While net sales rose 25 percent to $38 billion, profitability fell 77 percent driven by major investments in operating businesses.  Investors were not necessarily pleased with the latter news, driving Amazon stock down 2.3 percent on the news. FBA sized 300x145 Our Supply Chain Matters View of Amazons Q2 2017 Financial Performance

In the context of recent retail industry financial performance, a double-digit increase in revenue and nearly $200 million in profitability would be a basis of celebration.  But, this is Amazon, which as we all know all too well by now, marches to its own cadence of financial management.  For Amazon, bold and aggressive investments that can drive business growth can often overshadow Wall Street’s expectations for high levels of near-term profitability. Company management solidified that expectation with guidance for Q3 indicating a potential $1-2 billion increase in sales with operating income ranging from negative $400 to positive $300 million.

As business media points out, while many retailers today are in crisis mode attempting to deal with declining foot traffic and negative margins, Amazon has been a compelling driver of permanent shifts in consumer buying activity, in favor of the Amazon fulfillment model.

Let’s touch upon some insights from the latest June-ending quarter:

Amazon CFO Brian Olsavsky indicated that customer fulfillment growth continued at a 40 percent growth run-rate during the recent growth. Amazon Prime membership increased to 53 percent year-over-year in Q2, and that program provides funding for Free Shipping offerings afforded to Prime members.

The Wall Street Journal noted that Q2 shipping costs during Q2 rose 36 percent year-over-year to $4.52 billion.  Think about the magnitude of that number, or on the number of $18 billion in annual logistics and transportation costs.  During the quarter, the online retailer launched its 25th leased air cargo plane, now representing the equivalent of a full-blown global operating air freight company.
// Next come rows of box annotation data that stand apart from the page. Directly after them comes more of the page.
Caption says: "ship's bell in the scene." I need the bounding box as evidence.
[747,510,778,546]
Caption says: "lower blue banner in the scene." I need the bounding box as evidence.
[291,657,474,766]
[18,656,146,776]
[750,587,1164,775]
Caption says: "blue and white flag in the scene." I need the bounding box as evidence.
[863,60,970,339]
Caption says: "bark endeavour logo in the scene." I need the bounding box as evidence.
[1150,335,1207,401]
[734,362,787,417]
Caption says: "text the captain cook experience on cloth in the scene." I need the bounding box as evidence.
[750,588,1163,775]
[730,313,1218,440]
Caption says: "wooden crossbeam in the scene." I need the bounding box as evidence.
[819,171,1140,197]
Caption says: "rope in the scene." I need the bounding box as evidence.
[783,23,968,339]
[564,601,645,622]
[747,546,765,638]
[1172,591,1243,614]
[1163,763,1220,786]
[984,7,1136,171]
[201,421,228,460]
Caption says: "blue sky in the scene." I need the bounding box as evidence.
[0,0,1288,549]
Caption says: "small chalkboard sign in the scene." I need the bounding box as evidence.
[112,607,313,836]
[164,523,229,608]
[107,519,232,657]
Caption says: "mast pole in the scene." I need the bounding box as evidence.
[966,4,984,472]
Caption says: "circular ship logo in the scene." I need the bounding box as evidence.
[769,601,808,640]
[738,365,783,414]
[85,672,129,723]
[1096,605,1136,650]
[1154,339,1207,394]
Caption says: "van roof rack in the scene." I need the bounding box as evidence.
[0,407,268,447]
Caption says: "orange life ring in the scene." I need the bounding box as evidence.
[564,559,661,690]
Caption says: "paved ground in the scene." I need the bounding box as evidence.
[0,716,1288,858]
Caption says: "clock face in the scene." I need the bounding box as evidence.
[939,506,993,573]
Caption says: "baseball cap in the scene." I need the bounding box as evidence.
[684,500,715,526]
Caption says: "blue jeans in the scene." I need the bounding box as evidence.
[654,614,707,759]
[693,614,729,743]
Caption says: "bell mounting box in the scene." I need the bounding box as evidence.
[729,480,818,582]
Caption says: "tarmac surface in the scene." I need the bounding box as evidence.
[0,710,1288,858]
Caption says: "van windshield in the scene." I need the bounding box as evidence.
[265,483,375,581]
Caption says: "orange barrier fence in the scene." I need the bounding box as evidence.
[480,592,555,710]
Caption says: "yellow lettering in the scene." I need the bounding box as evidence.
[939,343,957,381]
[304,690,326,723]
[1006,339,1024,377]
By the end of this year, Amazon’s physical fulfillment centers will total in the mid to high 30 range. The online retailer just launched a new hiring campaign across the U.S. with the goal of filling upwards of 50,000 fulfillment center openings to again meet expected volume growth for the holiday fulfillment quarter later this year.

This is why we declared months ago that Amazon to be a logistics and transportation services provider in addition to an online retailer. We continue to reinforce that insight because it is important for readers to comprehend and understand Amazon’s broader strategies related to online and physical.  The B2C consumer goods, retail and third-party logistics industries are quickly understanding the magnitude of Amazon as a disruptive force, not only for retail, but for contracted customer fulfillment and logistics. And, we must add Wal-Mart as a consideration as-well, since that retailer is instituting aggressive plans to compete with Amazon for online market-share.

Another open-question is how long can Amazon keep-up with this pace of growth without a major operational hiccup.  Thus far, an open checkbook, fueled by the revenue and margin growth of other Amazon businesses such as AWS, have been the cushion to insure adequate physical fulfillment capacity and capability.

There are some tough decisions to be made, and at the end of this year’s holiday fulfilment period, more industry casualties and subsequent implications will once again be evident. But time is not a luxury for many, and disruption is indeed the call-to-action.